The chi-square divided by its degrees of freedom should be approximately 1. If this statistic is too large, then the variance is “overdispersed” (larger than it should be). Alternatively, if the statistic is too small, the variance is “underdispersed.”
While the best way to approach this varies by distribution, there are options to adjust models for overdispersion that result in more conservative p-values.
9.5 Logit
Possible Analysis methods:
Below is a list of some analysis methods you may have encountered. Some of the methods listed are quite reasonable while others have either fallen out of favor or have limitations.

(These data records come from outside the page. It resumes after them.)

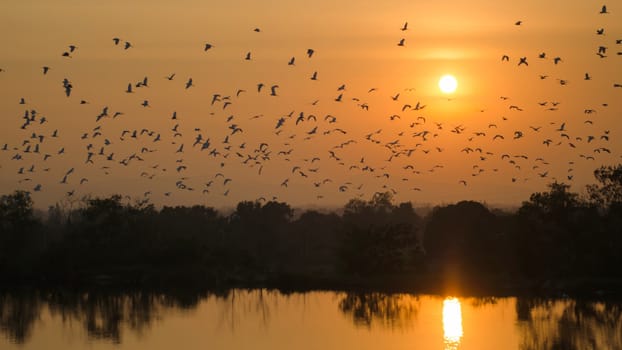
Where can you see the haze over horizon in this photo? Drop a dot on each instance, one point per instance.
(343, 111)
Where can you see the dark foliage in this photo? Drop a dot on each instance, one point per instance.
(557, 238)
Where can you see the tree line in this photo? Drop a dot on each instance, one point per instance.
(556, 238)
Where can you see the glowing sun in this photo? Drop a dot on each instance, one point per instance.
(448, 83)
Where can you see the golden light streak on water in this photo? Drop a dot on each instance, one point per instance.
(452, 323)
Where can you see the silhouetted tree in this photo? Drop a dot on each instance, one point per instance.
(465, 239)
(607, 192)
(378, 236)
(19, 234)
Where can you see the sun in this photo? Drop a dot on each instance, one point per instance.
(448, 83)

- Logistic regression, the focus of this page
- Probit regression. Probit analysis will produce results similar logistic regression. The choice of probit versus logit depends largely on individual preferences.
- OLS regression. When used with a binary response variable, this model is known as a linear probability model and can be used as a way to describe conditional probabilities. However, the errors (i.e., residuals) from the linear probability model violate the homoskedasticity and normality of errors assumptions of OLS regression, resulting in invalid standard errors and hypothesis tests. For a more thorough discussion of these and other problems with the linear probability model.
- Two-group discriminant function analysis. A multivariate method for dichotomous outcome variables.
- Hotelling’s T2. The 0/1 outcome is turned into the grouping variable, and the former predictors are turned into outcome variables. This will produce an overall test of significance but will not give individual coefficients for each variable, and it is unclear the extent to which each “predictor” is adjusted for the impact of the other “predictors.”
9.5.1 Odd’s Ratio
If you want to interpret the estimated effects as relative odds ratios,
just do exp(coef(x)) (gives you \(e^β\),
the multiplicative change in the odds ratio for \(y=1\)
if the covariate associated with \(β\) increases by 1).
For profile likelihood intervals for this quantity, you can do
require(MASS)
exp(cbind(coef(x), confint(x))) To get the odds ratio, we need the classification cross-table of the original dichotomous DV and the predicted classification according to some probability threshold that needs to be chosen first.